1. Make up a constellation and a brief story for it.

2. What is your favorite holiday (excluding Christmas, Halloween, Thanksgiving and Easter) and  why?

3. Name an object you would like to see featured in a story

4. make up a name for a spell and tell me what it does

5. Choose a plant and make up a symbolic meaning for it

6. What is your favorite ghost/folk/scary story (can be humorous or not)

 

Characters are rummy. So are people outside written stories, though, so I suppose that is as it should be. I like my protagonists and antagonists all to be people I can empathize, and even sympathize with. In that sense, I suppose, I don’t write fairy-tales. There are behaviors that bring destruction or redemption, choices made that could have been different, but the paths are those of people, not symbols. I speak no word against fairy-tales or allegory. I love both, they just serve a different purpose.

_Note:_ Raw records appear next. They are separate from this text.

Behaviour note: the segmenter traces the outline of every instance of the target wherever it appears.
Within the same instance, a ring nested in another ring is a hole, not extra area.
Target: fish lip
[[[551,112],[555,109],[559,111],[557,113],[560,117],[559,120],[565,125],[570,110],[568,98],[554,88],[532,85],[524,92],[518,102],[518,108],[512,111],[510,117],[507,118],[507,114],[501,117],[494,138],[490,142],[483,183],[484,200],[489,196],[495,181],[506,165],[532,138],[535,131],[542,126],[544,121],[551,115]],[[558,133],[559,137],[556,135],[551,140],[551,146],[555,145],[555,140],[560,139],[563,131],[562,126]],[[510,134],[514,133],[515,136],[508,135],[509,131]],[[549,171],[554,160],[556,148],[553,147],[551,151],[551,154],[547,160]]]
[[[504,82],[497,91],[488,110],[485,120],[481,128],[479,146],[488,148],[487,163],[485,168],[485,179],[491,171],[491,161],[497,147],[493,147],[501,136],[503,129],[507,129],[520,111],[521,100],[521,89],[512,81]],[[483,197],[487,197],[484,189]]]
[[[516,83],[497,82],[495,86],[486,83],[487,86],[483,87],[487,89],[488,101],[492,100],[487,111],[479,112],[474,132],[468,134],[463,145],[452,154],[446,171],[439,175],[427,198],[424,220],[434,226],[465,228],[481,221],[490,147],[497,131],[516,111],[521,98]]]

One of my favorite characters from Tolkien’s mythos is Smeagol/Gollum. He ain’t pretty, and he’s rarely nice, but he feels very real. He could go either way at his crossroads, and the paths he chooses are understandable, if disastrous for him. His is a very human story, one that is easily recognizable in others, but hard to see in ourselves. I hope readers will see characters in my work that they do not want to emulate, but to whom they can relate nonetheless.

Aaand it is probably time to bring this ramble to a close. I need to go see if the little inch worms that have camouflaged themselves in yarrow petals are still about. My garden sorely needs some care, but at least it is alive, aye?